Demasiado tiempo llevaban esperando un reino de realidades externas, de riqueza y fama, poderío y apariencias —incluso de unión con su Dios—; lavándose las manos hasta el codo, restregándose bien antes de comer, que no era todos los días, y oyendo tocar campanillas cuando les daban limosna; viendo cliquear las filacterias de oro cosidas a las ropas de los ricos, eso sí, con letras de la Ley grabadas. Allí, sentados a los pies de un carpintero pobre como ellos, comenzaron a entender que los valores para los conciudadanos del cielo, eran el remedio de su actuales desdichas, que consistían en poseer en la Verdad la tierra, compartiéndola, sin perturbación alguna.
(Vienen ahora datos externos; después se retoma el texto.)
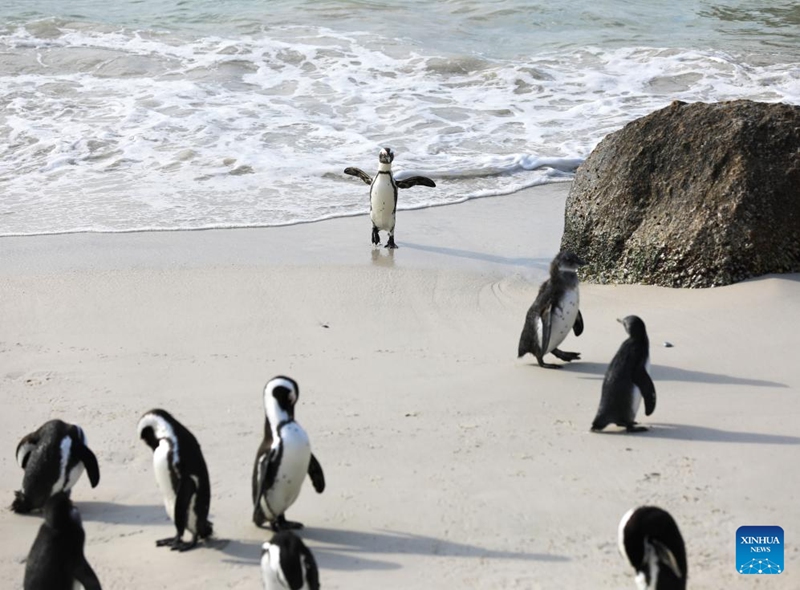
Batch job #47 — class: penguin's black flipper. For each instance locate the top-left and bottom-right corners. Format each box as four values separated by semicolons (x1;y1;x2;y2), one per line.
572;310;583;336
75;445;100;488
344;166;372;184
539;307;553;364
253;447;280;527
172;473;197;550
75;557;102;590
308;453;325;494
15;430;39;469
633;367;656;416
395;176;436;188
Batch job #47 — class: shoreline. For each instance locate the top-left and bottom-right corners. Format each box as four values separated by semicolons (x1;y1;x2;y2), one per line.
0;184;800;590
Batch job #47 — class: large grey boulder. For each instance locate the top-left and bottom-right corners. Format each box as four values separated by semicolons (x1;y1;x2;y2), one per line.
561;100;800;287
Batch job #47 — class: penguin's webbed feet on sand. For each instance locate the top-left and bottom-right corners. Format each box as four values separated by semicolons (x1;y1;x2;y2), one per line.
156;535;197;552
270;514;303;533
551;348;581;363
536;358;561;369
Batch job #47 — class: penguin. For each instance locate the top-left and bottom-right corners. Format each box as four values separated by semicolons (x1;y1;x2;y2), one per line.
592;315;656;432
253;375;325;532
344;147;436;249
261;531;319;590
23;492;100;590
617;506;688;590
517;251;586;369
11;420;100;514
138;409;213;551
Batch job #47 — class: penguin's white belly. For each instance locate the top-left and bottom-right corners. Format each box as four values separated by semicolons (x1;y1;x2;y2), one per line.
50;436;72;496
153;439;177;522
261;422;311;518
370;174;395;231
538;288;580;354
631;358;650;419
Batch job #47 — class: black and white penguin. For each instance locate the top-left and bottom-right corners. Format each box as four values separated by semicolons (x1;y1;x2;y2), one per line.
617;506;687;590
344;148;436;248
261;531;319;590
24;492;100;590
11;420;100;514
138;410;213;551
592;315;656;432
253;376;325;531
517;252;586;369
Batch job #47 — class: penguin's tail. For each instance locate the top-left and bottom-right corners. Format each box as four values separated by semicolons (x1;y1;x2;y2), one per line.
11;490;33;514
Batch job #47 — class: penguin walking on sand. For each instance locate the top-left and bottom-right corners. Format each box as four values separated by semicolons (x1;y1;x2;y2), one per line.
261;531;319;590
618;506;687;590
344;148;436;248
138;409;213;551
517;252;586;369
24;492;101;590
592;315;656;432
253;376;325;531
11;420;100;514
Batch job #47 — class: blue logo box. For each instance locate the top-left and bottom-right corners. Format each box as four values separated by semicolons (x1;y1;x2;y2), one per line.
736;526;784;575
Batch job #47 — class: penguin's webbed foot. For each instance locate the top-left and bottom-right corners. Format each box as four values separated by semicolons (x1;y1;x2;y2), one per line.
156;535;183;547
11;490;33;514
270;514;303;533
536;359;561;369
170;536;197;553
551;348;581;363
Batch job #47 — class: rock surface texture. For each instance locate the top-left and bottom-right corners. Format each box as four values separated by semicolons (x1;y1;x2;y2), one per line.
561;100;800;287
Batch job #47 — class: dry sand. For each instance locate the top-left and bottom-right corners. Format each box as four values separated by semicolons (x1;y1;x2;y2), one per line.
0;184;800;590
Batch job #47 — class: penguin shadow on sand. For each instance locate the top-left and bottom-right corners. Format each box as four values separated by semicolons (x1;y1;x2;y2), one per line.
75;500;170;526
624;422;800;445
403;242;550;270
300;527;570;570
371;248;395;268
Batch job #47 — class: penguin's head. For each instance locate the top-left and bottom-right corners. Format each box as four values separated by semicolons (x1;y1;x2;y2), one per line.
553;250;586;272
378;148;394;164
617;315;647;338
264;375;300;422
139;409;175;451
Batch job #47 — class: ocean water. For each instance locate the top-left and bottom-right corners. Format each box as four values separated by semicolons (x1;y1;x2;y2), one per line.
0;0;800;235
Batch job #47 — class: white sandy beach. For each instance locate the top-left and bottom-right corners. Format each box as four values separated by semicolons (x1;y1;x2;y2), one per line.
0;184;800;590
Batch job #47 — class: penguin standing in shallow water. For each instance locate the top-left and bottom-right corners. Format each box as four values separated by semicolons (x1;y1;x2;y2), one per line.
618;506;687;590
344;148;436;248
517;252;586;369
24;492;100;590
11;420;100;514
261;531;319;590
138;410;213;551
253;376;325;531
592;315;656;432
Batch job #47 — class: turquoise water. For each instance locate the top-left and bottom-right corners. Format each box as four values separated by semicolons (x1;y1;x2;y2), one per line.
0;0;800;235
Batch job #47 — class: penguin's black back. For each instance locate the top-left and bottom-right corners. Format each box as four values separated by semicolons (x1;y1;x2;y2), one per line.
24;493;100;590
517;266;578;357
148;409;212;539
592;324;650;429
22;420;72;509
623;506;688;590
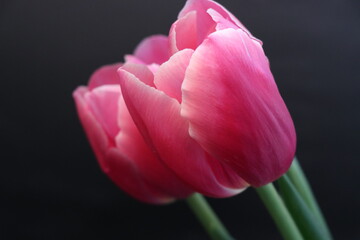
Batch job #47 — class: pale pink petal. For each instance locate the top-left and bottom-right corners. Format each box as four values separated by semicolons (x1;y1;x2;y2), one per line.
121;62;155;87
88;63;122;91
207;8;239;31
178;0;215;45
119;69;246;197
134;35;170;64
169;11;198;54
178;0;261;43
154;49;194;102
73;87;114;172
181;29;296;186
84;85;121;139
116;97;192;198
105;148;175;204
124;54;146;65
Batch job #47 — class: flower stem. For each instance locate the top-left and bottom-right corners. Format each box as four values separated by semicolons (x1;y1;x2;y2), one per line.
286;158;332;239
256;183;303;240
186;193;234;240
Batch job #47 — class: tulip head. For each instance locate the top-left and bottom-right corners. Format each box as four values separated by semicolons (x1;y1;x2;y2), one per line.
73;64;192;204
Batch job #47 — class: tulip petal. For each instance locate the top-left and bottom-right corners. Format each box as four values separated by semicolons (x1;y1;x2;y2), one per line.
118;63;155;87
154;49;194;103
88;63;122;91
118;69;246;197
134;35;170;64
106;148;174;204
178;0;261;42
169;11;198;54
84;85;121;139
73;87;113;172
178;0;247;30
116;97;192;198
181;29;296;187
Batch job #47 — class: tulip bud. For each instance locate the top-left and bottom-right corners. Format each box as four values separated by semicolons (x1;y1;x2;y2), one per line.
118;0;296;197
73;64;192;204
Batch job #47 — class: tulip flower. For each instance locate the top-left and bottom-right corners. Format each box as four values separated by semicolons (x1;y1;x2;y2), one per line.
118;0;296;197
73;64;192;204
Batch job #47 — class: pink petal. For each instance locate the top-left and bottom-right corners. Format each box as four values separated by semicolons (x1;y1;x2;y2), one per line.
84;85;121;139
106;148;174;204
207;8;239;31
181;29;296;187
134;35;170;64
169;11;198;54
154;49;194;103
178;0;246;29
116;97;192;198
119;69;246;197
73;87;112;172
88;63;122;91
178;0;261;44
121;62;155;87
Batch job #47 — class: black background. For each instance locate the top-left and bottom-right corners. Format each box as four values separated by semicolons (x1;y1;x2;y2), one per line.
0;0;360;240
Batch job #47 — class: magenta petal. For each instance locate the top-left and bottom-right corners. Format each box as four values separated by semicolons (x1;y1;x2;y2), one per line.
88;63;122;91
154;49;194;103
169;11;198;54
118;62;155;87
181;29;296;187
106;148;174;204
119;69;246;197
73;87;111;172
116;95;192;198
84;85;121;139
134;35;169;64
178;0;247;31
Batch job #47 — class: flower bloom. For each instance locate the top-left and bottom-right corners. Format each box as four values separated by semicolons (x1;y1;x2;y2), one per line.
73;64;192;204
118;0;296;197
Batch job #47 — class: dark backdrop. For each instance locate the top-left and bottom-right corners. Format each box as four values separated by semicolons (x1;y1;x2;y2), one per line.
0;0;360;240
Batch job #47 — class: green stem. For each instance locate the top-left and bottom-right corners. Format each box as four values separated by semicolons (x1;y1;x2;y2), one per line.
186;193;234;240
278;175;329;240
256;183;303;240
286;158;332;239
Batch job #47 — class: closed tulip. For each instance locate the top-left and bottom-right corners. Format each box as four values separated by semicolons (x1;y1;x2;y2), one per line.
73;61;192;204
118;0;296;197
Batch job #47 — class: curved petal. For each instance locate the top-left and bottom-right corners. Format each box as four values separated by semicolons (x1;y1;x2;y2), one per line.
178;0;261;43
84;85;121;139
88;63;122;91
169;11;198;54
119;69;245;197
154;49;194;103
134;35;170;64
116;97;192;198
73;87;113;172
121;62;155;87
106;148;175;204
181;29;296;187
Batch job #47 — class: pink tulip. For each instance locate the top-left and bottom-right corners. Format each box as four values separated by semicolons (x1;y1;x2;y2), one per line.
118;0;296;197
73;62;192;204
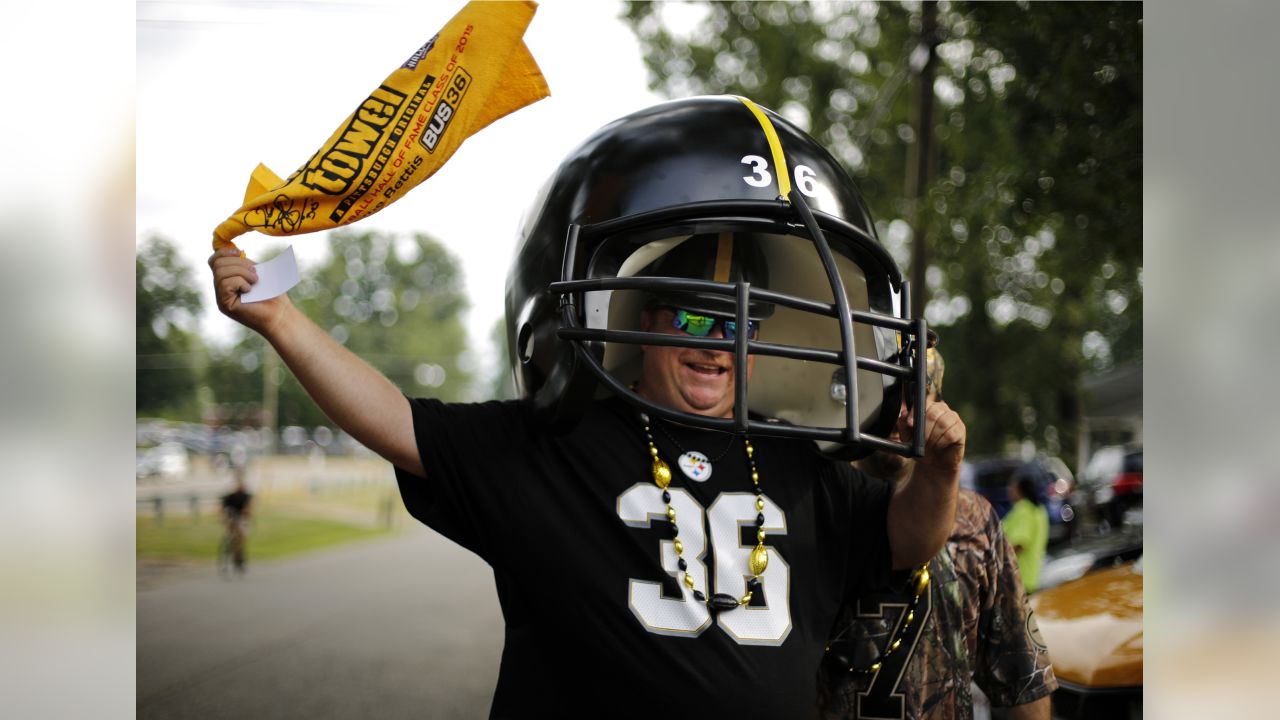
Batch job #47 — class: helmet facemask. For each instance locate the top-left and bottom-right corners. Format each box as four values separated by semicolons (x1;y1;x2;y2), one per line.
552;193;924;459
Brotaba en cada uno el consuelo de su llanto, otorgado por el mismo Dios; la saciedad de pan y de justicia, ya sin el sudor infecundo de la frente. El reino era simplemente ser participes de la misericordia, siendo como es Dios, eternamente misericordioso. Su riqueza era ver a Dios en la limpieza de la semejanza. A eso les llamaba aquel hombre sentado en una piedra firme, que sabía lo que decía, a ser Hijos de Dios.
Y empezaron a sentir lo que nadie había sentido nunca hasta entonces. Allí, en medio de ellos, con un eco de vida nueva sonando en cada uno, estaba brotando el esperado reino. Y lo creyeron.
Entendieron que uno es pobre de algo, no solo cuando no tiene de eso, sino cuando lo necesita para vivir. Ser pobre de Espíritu era tener la necesidad vital del Espíritu para vivir. Pero esa experiencia les supondría experimentar que la riqueza del Reino se convierte en más urgente, más necesaria cada día. Como ocurría también con el señor ‘don dinero’, que cuanto más se tiene más se quiere, el pobre de Espíritu, necesitará toda una eternidad para saciarse. El ansia amorosa del Espíritu del Reino no tiene fin, aunque sí saciedad. Allí mismo ellos se estaban saciando, y sintiendo más hambre, a la vez, de aquella palabra que no solo era promesa sino realidad en sí misma.
Sentado en la montaña, Jesús les proclamaba dónde estaba ese Reino: En lo escondido del hombre, en el ‘lugar’ —estado de conciencia— en el que se produce el encuentro con el Padre y su Palabra. Para ser del Reino solo había que limpiar el ojo del alma, el que puede ver a Dios con la luz oscura de la fe. El resto, todas las propuestas que enervan el veneno de la primera parte de cada bienaventuranza, se puede descubrir aún al dejarse atravesar por su rayo infrarrojo de sangre y de agua que proyecta la cruz, y que da vida, porque es rayo de amor.